ROMA.Hanno sfilato in migliaia per le strade del centro della capitale «contro la violenza degli uomini».
Femministe, lesbiche, studentesse universitarie e altre ragazze hanno ballato e manifestato con striscioni, intonando cori a ritmo di musica per rivendicare i loro diritti. «Siamo più di 50 mila», hanno detto le organizzatrici che ieri avevano preannunciato di puntare a quota 150mila, come la partecipazione registrata alla manifestazione dell'anno scorso.
Arrivate a piazza Navona, alcune manifestanti hanno parlato ai microfoni prima di improvvisare un concerto. Durante il corteo, a cui si sono aggiunti man mano gruppi di manifestanti, ha anche sfilato un furgone con una piovra gigante con dei tentacoli che riportavano scritte sulla rivendicazione dei diritti delle femministe.
Tra gli striscioni, anche la scritta «La violenza sulle donne ha molte facce» e sotto i volti del Premier, del Papa e di alcuni ministri del Governo. «Siamo comunque soddisfatte nel vedere donne che da tutta Italia sono arrivate in piazza a Roma attraverso il passaparola. Il nostro è un movimento che si inserisce nella protesta trasversale di questo paese e appoggia le contestazioni alla riforma Gelmini, che danneggia soprattutto le donne», ha commentato Monica, della rete nazionale dell'assemblea romana di femministe e lesbiche.

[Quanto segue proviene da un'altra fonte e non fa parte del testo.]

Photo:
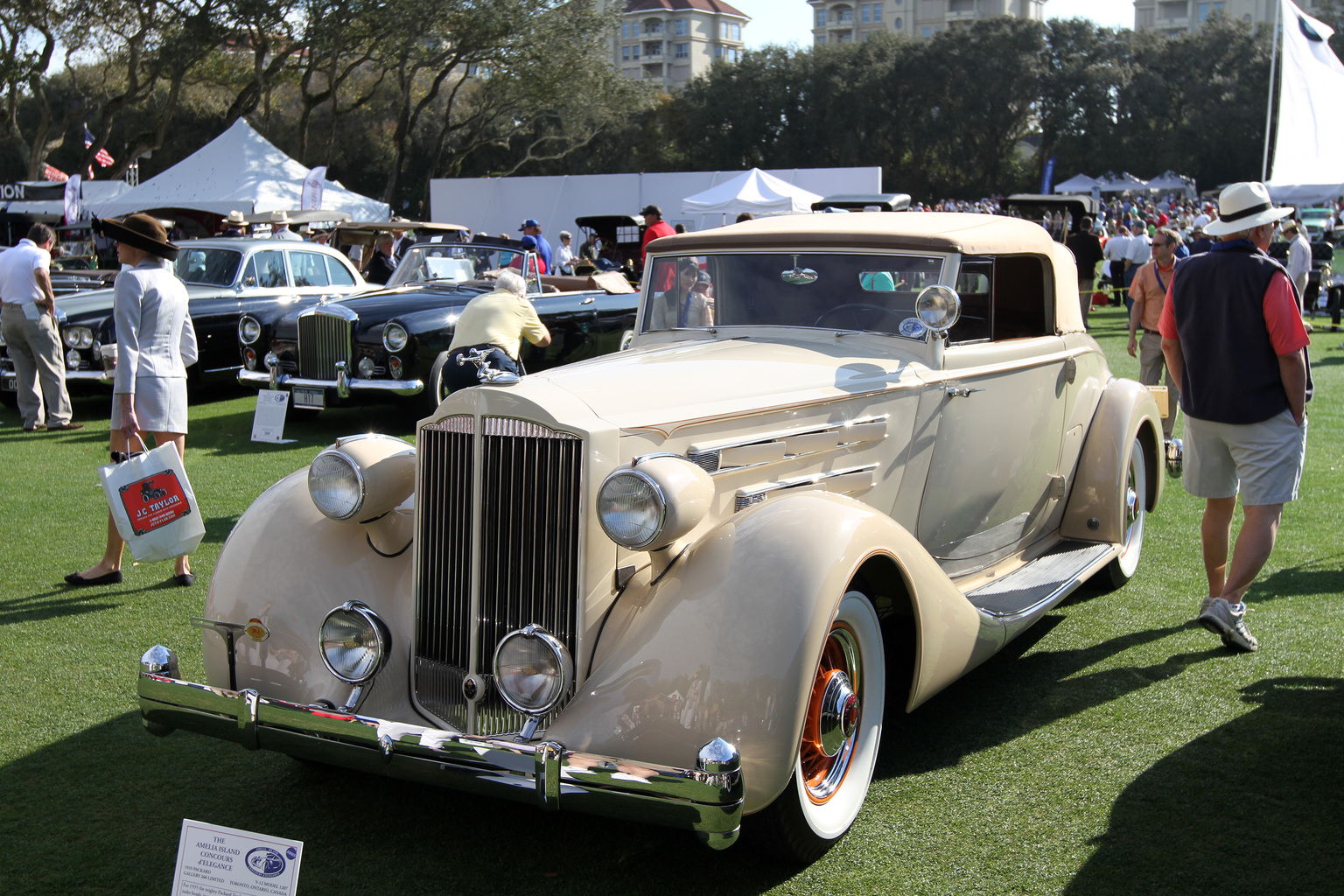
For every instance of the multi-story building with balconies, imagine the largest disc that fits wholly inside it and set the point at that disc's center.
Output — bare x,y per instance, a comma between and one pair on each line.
847,20
1181,17
668,42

Le donne si sono fatte sentire anche a Milano, dove il Comune ha fatto affiggere un manifesto con la silhouette di una donna coi i capelli e la gonna mossi dal vento sormontata dalla scritta: «La violenza non è mai giustificata. Chiedere aiuto ti aiuta. Rompi il silenzio». Il Comune ha deciso di realizzarlo per la giornata mondiale contro la violenza sulle donne, dopo aver impedito che nei propri spazi fosse affisso quello di Telefono Donna che ritraeva una ragazza a seno scoperto nella posa della crocifissione. La grafica del poster, che da domani apparirà in 500 esemplari nelle strade di Milano, è la stessa scelta anche per i nuovi 10.000 pieghevoli che illustrano i servizi del 'Soccorso violenza domestica', offerti dalla rete costituita dall' amministrazione con le associazioni in difesa delle donne maltrattate.